Protocol Architecture: Where the Vulnerability Resides

According to the analysis shared by Odaily, the root of the problem lies in the design of the liquidity burn system. The vulnerability is not simply due to faulty code, but in an architecture that allows cascading manipulations. The protocol implemented a synchronization function that, although intended to maintain pair balance, ended up being the weak point of the contract.

The mechanism was programmed to automatically destroy significant percentages of tokens during swap operations, under the belief that this action would protect the fund. However, this same feature became the tool the attacker used to their advantage.

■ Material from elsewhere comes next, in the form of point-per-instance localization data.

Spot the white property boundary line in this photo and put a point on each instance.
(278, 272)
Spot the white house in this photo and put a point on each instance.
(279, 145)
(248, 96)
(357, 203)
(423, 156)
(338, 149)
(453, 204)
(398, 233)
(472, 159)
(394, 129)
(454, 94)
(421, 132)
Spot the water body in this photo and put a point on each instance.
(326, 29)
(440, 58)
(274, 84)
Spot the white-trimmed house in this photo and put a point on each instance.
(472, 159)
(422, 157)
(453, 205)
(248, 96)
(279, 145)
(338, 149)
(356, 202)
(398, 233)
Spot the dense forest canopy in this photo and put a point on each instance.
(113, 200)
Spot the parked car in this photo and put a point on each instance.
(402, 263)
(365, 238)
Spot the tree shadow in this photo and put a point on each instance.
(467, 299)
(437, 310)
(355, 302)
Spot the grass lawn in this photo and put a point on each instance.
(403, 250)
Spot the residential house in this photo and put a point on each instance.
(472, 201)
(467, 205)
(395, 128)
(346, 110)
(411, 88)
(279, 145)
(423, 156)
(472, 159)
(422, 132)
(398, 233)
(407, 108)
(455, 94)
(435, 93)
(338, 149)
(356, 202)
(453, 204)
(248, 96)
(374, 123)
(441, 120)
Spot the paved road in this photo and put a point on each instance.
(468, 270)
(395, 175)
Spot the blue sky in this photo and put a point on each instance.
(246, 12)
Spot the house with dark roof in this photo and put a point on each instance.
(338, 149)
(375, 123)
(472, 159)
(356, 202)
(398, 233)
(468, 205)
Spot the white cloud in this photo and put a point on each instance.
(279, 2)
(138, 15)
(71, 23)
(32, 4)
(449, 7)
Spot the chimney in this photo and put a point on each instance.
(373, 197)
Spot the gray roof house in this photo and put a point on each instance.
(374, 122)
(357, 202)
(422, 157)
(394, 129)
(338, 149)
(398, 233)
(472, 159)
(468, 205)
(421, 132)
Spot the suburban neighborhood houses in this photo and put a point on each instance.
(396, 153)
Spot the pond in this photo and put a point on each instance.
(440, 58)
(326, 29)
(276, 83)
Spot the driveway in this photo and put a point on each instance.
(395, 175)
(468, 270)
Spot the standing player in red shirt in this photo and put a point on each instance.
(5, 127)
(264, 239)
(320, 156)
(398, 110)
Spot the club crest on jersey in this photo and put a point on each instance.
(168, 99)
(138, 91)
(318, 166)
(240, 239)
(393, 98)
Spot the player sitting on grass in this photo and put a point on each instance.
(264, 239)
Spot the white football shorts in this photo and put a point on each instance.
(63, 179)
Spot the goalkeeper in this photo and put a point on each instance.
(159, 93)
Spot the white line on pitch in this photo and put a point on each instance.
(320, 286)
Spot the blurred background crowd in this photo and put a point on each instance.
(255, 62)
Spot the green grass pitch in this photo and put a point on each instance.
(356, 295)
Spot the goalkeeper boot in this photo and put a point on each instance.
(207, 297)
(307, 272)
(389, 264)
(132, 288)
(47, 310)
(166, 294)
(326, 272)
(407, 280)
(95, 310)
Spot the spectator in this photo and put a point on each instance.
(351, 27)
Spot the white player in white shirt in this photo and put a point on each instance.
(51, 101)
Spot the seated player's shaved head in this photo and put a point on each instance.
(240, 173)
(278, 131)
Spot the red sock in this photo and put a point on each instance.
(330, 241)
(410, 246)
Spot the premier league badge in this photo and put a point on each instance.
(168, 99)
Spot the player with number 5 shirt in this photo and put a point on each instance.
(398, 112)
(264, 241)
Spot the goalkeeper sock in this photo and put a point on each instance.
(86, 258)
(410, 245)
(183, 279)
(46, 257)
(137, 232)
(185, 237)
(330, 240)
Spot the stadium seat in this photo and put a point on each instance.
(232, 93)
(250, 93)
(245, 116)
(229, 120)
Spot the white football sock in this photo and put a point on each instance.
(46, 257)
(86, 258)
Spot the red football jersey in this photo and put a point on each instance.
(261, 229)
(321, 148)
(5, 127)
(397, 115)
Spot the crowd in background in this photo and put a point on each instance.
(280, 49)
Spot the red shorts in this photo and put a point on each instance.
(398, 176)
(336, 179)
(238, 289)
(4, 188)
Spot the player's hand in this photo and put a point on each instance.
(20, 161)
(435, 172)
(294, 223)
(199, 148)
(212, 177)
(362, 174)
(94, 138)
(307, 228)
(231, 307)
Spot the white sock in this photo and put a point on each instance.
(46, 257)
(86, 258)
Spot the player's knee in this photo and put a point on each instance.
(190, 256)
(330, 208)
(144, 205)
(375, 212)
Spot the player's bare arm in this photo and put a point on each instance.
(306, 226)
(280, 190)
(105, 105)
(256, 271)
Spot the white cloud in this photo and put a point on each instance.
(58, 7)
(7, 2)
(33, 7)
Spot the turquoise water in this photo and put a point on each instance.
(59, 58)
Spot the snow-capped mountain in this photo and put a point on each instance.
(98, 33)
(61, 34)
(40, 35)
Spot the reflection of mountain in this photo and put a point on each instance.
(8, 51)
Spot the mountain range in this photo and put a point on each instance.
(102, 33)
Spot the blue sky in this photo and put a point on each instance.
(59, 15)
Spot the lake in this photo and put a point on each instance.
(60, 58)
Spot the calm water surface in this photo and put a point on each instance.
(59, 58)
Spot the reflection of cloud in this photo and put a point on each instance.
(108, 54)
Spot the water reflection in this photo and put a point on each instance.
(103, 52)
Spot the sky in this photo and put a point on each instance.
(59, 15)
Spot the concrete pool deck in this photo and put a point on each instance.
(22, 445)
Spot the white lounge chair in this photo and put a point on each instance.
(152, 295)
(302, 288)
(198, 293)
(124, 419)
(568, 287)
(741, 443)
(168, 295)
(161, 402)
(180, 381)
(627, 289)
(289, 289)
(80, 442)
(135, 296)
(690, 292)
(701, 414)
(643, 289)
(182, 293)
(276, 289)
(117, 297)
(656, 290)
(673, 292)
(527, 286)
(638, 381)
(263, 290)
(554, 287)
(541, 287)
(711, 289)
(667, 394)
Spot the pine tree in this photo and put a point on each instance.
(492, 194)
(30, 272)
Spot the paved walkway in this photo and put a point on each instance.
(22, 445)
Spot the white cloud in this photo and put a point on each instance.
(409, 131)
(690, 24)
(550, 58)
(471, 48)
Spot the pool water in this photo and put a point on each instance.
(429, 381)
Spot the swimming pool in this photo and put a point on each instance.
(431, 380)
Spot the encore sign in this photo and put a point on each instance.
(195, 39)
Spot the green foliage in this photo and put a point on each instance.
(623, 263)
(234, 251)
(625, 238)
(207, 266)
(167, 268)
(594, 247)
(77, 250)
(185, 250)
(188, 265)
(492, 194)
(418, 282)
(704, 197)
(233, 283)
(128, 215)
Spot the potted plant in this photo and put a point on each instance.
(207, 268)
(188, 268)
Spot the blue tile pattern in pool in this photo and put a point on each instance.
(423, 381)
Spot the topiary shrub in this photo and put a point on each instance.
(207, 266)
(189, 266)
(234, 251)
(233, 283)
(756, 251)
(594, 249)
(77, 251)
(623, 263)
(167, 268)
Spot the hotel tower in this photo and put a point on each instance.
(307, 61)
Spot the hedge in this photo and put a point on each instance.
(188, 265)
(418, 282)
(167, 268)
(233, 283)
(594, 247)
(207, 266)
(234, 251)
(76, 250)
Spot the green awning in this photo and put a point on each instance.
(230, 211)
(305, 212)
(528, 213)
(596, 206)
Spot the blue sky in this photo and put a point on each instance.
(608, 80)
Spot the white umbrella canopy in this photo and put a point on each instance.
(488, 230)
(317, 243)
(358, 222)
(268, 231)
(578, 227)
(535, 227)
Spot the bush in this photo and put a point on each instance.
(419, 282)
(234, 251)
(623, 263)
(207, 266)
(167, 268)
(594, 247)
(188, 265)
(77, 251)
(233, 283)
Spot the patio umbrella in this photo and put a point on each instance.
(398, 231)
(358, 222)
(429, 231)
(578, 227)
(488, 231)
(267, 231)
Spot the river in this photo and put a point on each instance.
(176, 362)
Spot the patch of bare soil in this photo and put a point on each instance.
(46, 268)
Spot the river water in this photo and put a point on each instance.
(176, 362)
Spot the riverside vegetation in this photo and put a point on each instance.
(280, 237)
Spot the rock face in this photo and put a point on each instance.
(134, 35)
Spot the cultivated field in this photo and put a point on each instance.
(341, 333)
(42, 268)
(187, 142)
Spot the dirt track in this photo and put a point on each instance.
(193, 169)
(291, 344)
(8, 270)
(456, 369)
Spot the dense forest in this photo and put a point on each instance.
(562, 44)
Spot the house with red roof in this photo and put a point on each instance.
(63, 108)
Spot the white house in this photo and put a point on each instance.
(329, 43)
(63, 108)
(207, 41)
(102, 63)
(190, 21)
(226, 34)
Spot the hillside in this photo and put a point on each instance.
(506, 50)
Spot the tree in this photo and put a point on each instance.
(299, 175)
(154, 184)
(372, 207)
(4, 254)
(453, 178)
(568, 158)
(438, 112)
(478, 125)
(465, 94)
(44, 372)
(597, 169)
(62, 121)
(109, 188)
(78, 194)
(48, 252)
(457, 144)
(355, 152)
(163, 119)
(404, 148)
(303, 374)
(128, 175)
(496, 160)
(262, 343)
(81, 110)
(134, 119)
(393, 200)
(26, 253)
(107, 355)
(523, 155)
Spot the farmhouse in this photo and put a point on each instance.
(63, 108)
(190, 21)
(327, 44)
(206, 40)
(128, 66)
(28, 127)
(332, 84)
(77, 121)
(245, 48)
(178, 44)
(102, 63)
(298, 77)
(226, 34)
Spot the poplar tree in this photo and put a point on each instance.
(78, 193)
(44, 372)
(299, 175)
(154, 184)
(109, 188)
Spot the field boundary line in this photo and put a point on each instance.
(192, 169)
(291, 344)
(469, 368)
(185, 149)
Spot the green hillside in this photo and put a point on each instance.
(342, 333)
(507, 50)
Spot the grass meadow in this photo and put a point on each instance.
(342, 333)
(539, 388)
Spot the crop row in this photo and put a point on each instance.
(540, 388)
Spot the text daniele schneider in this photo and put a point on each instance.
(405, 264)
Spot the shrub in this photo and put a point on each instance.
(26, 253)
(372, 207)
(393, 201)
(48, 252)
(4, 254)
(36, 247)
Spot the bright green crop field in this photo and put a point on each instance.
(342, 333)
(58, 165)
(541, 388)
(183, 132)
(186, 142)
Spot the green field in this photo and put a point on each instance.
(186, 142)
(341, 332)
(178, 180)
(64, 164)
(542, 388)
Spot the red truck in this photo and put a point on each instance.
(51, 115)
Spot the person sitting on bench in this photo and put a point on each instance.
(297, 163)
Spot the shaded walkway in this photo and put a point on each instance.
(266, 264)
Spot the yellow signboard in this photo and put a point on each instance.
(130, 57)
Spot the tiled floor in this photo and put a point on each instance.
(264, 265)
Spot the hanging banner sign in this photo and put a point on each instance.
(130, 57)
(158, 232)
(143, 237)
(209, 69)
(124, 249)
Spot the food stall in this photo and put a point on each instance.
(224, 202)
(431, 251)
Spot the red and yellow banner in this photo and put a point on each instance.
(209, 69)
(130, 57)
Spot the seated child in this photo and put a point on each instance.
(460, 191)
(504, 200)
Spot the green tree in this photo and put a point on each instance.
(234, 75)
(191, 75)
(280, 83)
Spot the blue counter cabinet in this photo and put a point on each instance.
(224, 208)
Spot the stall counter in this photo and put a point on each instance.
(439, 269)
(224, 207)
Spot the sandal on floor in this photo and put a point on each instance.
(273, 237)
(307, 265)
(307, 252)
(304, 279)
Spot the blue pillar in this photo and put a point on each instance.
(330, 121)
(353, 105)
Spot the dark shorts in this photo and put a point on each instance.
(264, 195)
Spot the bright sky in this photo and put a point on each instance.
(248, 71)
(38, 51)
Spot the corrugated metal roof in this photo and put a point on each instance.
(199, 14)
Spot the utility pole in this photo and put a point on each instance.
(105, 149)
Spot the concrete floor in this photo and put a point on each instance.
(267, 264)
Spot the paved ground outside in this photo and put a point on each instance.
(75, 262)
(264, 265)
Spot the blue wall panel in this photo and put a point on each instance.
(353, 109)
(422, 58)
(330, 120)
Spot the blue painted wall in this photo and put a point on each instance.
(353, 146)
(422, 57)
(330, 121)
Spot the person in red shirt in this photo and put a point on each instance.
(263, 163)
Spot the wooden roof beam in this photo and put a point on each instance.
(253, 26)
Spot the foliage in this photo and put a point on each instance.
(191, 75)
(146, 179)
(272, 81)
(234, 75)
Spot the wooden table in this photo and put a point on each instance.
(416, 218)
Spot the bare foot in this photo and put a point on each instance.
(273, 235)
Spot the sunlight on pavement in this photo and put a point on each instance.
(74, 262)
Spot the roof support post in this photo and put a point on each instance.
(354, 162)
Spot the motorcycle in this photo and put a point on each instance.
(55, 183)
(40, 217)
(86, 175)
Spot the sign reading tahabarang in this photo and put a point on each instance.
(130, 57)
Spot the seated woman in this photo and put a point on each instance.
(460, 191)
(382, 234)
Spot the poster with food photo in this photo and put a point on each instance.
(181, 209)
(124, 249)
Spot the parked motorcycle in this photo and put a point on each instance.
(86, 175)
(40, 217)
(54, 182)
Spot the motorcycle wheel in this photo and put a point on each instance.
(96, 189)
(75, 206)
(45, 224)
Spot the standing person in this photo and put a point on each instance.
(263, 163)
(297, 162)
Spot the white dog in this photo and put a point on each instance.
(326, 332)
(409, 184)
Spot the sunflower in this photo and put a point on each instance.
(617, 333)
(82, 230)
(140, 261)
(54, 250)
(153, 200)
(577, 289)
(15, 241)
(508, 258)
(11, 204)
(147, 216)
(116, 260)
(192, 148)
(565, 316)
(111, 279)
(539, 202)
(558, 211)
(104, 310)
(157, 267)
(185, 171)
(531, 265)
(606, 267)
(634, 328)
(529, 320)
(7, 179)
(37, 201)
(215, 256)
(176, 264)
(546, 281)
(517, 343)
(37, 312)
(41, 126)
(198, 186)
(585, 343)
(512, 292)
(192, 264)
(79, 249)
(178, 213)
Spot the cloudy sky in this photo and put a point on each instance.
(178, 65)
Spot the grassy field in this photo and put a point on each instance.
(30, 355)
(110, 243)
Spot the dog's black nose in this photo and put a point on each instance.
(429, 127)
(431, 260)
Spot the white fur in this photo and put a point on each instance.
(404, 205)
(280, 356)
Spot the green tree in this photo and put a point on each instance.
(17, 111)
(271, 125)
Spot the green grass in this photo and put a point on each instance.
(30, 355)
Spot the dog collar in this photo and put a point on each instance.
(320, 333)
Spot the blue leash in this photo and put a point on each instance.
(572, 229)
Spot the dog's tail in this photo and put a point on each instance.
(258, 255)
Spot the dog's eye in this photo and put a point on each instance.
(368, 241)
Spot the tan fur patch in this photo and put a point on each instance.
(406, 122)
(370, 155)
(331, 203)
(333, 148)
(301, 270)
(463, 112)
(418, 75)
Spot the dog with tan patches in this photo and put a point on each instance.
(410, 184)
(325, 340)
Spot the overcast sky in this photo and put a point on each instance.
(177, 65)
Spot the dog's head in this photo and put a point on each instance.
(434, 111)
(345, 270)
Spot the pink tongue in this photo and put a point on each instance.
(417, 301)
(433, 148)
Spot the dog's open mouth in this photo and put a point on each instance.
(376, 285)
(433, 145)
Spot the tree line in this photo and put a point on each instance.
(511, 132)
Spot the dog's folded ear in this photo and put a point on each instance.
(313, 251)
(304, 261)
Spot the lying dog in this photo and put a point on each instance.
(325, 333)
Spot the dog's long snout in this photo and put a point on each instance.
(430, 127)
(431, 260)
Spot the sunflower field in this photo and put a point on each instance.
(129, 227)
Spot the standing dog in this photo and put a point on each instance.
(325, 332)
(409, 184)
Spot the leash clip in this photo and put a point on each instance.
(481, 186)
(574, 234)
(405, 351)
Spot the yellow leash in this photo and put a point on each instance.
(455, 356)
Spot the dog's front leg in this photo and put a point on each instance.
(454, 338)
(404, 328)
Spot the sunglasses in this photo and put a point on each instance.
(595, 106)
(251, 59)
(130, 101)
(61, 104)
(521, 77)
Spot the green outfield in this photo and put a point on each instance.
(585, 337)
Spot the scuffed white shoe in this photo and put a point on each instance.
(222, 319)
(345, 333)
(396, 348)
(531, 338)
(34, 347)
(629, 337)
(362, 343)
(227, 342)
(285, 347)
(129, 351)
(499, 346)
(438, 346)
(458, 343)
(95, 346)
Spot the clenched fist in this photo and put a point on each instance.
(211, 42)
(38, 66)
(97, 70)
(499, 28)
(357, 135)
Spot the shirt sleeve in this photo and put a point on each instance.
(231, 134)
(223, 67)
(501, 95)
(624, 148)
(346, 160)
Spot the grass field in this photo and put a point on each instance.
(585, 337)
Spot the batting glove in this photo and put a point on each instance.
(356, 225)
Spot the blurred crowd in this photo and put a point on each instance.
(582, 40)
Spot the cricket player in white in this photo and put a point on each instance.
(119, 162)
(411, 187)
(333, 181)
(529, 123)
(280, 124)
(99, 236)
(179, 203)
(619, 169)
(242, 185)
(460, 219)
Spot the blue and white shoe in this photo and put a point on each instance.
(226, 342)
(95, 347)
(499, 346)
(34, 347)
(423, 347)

Execution in Two Phases: The Anatomy of the Attack

The exploiter took advantage of the vulnerability through an arbitrage strategy executed in two consecutive operations. In the first phase, during an initial swap, they managed to extract 99.56% of the PGNLZ tokens from the liquidity pool. This action alone should have triggered security mechanisms, but the architecture allowed it to continue.

In the second phase, the attacker performed a PGNLZ sale operation that automatically activated the contract’s transferFrom function. This function, as designed, proceeded to destroy 99.9% of the remaining PGNLP tokens and executed a forced synchronization. This is where the vulnerability showed its full extent: the mass burn of PGNLP caused an artificial increase in the token’s relative price, manipulating the fund’s value metrics.

Attacker’s Gain: Exploiting Manipulated Prices

Taking advantage of the price distortion caused by token synchronization and burning, the exploiter executed their final move. With the manipulated price in their favor, they managed to withdraw almost all of the USDT remaining in the fund, completing the chain of events that resulted in a total loss of $100,000.

Implications for the BSC Ecosystem

This incident highlights a recurring pattern in smart contract vulnerabilities: the convergence of seemingly independent mechanisms can create unforeseen attack vectors. Developers operating on the BSC chain and designing protocols with burn functions should reconsider how these interact with synchronization operations and fund transfers, implementing additional validations to break these exploitation chains.